Wer sich nun Sorgen um die „liberale Demokratie“ macht, ohne die sozioökonomische Schieflage auch nur anzusprechen, spricht also ebenfalls vornehmlich zur eigenen Echokammer. Auf dass der Herr Professor, der Chefredakteur und der Konzernboss andächtig nickend zustimmen. Doch was sind die „Kollateralschäden“ solcher Kommunikationspolitik?

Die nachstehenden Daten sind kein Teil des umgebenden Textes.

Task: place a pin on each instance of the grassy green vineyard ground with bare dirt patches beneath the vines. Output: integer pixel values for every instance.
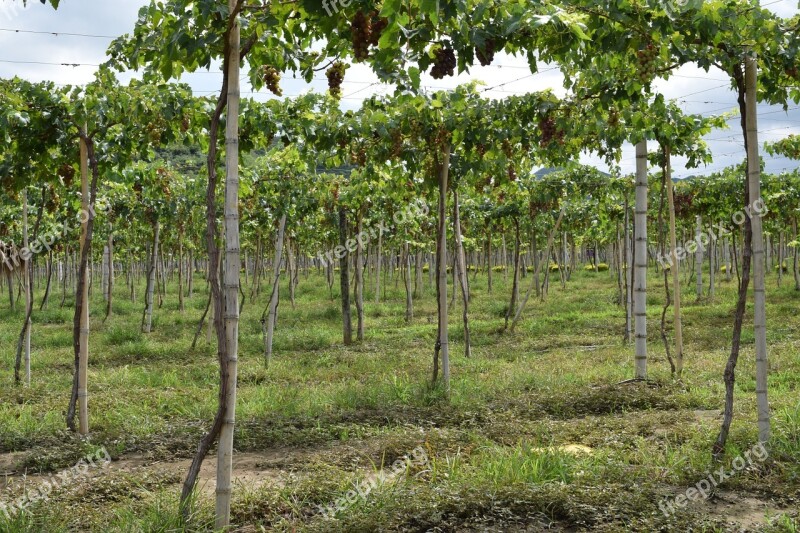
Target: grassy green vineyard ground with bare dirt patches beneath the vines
(542, 431)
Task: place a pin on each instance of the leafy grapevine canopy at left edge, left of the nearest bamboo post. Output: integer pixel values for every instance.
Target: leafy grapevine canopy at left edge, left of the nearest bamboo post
(40, 124)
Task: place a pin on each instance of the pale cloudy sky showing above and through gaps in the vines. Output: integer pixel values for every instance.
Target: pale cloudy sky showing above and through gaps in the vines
(79, 33)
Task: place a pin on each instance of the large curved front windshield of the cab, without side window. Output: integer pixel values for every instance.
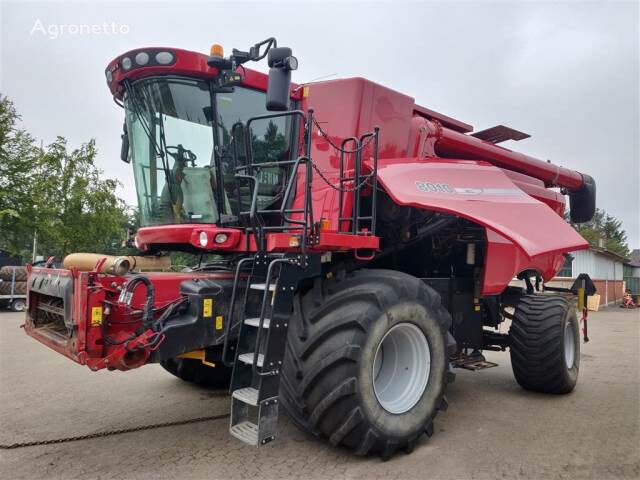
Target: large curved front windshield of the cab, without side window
(171, 139)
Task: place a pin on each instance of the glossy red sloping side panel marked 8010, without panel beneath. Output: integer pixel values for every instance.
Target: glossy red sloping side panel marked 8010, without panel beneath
(482, 193)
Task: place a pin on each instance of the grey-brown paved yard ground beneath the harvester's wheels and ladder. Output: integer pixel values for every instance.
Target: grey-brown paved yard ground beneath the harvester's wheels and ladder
(493, 428)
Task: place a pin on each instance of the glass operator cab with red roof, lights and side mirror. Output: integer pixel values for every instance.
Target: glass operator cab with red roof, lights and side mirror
(186, 133)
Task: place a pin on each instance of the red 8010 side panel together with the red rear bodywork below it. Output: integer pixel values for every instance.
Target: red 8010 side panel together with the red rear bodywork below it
(522, 233)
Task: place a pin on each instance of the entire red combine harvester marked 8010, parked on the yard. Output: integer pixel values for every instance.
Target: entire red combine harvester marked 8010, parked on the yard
(359, 247)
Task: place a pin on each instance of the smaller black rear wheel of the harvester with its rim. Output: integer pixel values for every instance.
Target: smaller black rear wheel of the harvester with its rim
(545, 344)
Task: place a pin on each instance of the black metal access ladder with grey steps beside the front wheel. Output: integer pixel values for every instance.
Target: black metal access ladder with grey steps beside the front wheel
(262, 336)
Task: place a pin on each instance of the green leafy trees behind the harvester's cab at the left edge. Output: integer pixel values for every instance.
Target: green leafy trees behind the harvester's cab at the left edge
(57, 193)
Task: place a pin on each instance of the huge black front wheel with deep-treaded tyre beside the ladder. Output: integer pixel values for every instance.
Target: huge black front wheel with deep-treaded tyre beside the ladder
(366, 363)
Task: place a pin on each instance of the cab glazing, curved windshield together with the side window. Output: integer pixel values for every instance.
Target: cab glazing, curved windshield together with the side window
(177, 149)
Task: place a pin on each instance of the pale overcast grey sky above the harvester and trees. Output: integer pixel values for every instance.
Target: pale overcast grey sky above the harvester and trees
(567, 73)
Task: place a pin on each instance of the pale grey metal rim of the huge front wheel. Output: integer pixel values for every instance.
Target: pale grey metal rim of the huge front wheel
(401, 368)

Es wird verallgemeinert, was das Zeug hält. Alles Nazis außer Mutti. Was geht nun aber in einem Chemnitzer vor, der sich Sorgen über den Verfall der Sicherheit im Innenstadtbereich macht und als politisch Unentschlossener die Demonstrationen besucht hat, die von einer kleinen, aber überaus „fotogenen“ Schar von Rechtsradikalen für ihre Zwecke gekapert wurden? Wenn wir die Unzufriedenen pauschal in die rechte Schublade stecken, könnten sie sich irgendwann dort heimisch fühlen. Und dann haben wir genau die selbsterfüllende Prophezeiung, die zum endgültigen Rechtsruck an den Wahlurnen führen wird. Wenn die ganze Welt diese Unzufriedenen in die Nazi-Schublade packt, ohne ihnen eine ernste Alternative bieten zu können, dann werden viele dieses Verdikt akzeptieren und sich wie Nazis benehmen und wie Nazis wählen. Wenigstens kann der Rest dann gemeinsam „gegen Rechts“ marschieren. Ist es wirklich das, was wir wollen?